In der aktuellen Ausgabe des Magazin „Cicero“ schreibt der katholische Intellektuelle Manfred Lütz, die Debatte um Abtreibung und Sterbehilfe sei zu einem „Kulturkampf“ geworden. „Beide Seiten liefern vernünftige Argumente – eine Pattsituation.“
Das Abtreibungsurteil des Bundesverfassungsgerichts von 1993 habe zwar einen scheinbar unlösbaren gesellschaftlichen Konflikt befriedet, sei aber „unlogisch“, schreibt Lütz in seiner Kolumne. Die Richter postulierten zwar die Menschenwürde auch für das ungeborene Leben und erklärten deswegen Abtreibung in den ersten drei Monaten für rechtswidrig; andererseits stellten sie Abtreibung straffrei. „Da nach juristischer Dogmatik die Menschenwürde aber absolut gilt und nicht abwägungsfähig ist, etwa gegen das Selbstbestimmungsrecht der Frau, lag hier im Grunde ein logischer Fehler vor.“
Die Kommission der Ampelkoalition, der Frau Brosius-Gersdorf als stellvertretende Koordinatorin angehörte und die empfahl, die gesetzliche Abtreibungsregelung logisch zu machen und Abtreibungen als nicht bloß straffrei, habe die Widersprüche des Verfassungsgerichtsurteils „endlich auflösen“ wollen.
„Man darf es sich bei diesem Thema nicht zu einfach machen“
Es gebe wohl kein Thema, das so emotionsgeladen sei wie dieses, daher sei zu befürchten, dass das Thema von einigen Parlamentariern aus politischer Arglosigkeit heraus noch einmal auf die Tagesordnung gesetzt werden könnte, so Lütz. Doch: „Man darf es sich bei diesem Thema nicht zu einfach machen. Es sind nicht bloß irgendwelche skurrilen amerikanischen Fundamentalisten, um die es hier geht, die betend oder agitierend vor Abtreibungskliniken stehen. Die Ablehnung von Abtreibungen war von Anfang an ein Unterscheidungsmerkmal des Christentums.“
Der christliche Gedanke von der gleichen Würde jedes Menschen, der ein Ebenbild Gottes ist, sei dem Umfeld der frühen Christen fremd gewesen.
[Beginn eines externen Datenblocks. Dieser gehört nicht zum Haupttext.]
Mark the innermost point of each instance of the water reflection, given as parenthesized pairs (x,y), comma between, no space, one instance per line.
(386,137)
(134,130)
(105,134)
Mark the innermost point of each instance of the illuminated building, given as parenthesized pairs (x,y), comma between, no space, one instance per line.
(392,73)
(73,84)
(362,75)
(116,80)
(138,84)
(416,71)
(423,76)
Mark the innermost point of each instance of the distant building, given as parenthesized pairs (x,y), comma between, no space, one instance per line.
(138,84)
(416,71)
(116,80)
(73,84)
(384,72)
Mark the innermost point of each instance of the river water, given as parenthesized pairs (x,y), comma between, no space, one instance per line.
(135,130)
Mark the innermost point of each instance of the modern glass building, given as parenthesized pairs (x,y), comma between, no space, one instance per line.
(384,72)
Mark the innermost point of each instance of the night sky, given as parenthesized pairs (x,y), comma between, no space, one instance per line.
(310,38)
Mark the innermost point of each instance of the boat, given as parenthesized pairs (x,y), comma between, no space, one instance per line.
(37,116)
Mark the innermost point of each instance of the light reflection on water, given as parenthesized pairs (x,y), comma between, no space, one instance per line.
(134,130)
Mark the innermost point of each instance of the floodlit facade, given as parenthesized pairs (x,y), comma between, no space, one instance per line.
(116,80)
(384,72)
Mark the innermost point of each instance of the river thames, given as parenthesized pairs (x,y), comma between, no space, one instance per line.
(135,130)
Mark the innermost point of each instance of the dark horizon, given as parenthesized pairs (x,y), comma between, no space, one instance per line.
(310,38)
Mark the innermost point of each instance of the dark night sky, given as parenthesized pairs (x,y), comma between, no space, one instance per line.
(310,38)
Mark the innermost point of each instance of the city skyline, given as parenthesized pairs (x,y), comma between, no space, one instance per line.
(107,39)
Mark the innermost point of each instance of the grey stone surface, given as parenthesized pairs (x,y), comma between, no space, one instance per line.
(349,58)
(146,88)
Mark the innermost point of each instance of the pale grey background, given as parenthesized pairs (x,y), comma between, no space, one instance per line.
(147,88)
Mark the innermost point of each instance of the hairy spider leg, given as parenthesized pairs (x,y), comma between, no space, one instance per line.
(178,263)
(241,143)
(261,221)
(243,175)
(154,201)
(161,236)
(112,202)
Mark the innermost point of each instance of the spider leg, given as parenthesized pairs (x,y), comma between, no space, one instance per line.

Heutzutage sei dank moderner Medizin klar, dass schon in der befruchteten Eizelle potenziell der ganze neue Mensch angelegt ist, „bis hin zur determinierten Nasenform.“ Damit gebe es im Grunde von der Befruchtung der Eizelle bis zum natürlichen Tod eines Menschen aus medizinischer Sicht keinen begründbaren Einschnitt zu irgendeiner Lebensphase. Auch die Grünen teilten de facto diese Auffassung, so Lütz, und stritten zusammen mit den Kirchen für einen Schutz embryonaler Stammzellen.
Nun sei jedoch eine Situation mit vernünftigen Grundüberzeugungen entstanden, die sich „diametral gegenüber“ stünden. „Die einen bezichtigen die anderen, für Kindstötung zu sein, und die anderen die einen, gegen die Gleichberechtigung und Selbstbestimmung der Frau einzutreten.“
Die Aufgabe des Bundesverfassungsgerichts, eine für beide Seiten annehmbare Regelung zu finden, sei letztlich also unlösbar.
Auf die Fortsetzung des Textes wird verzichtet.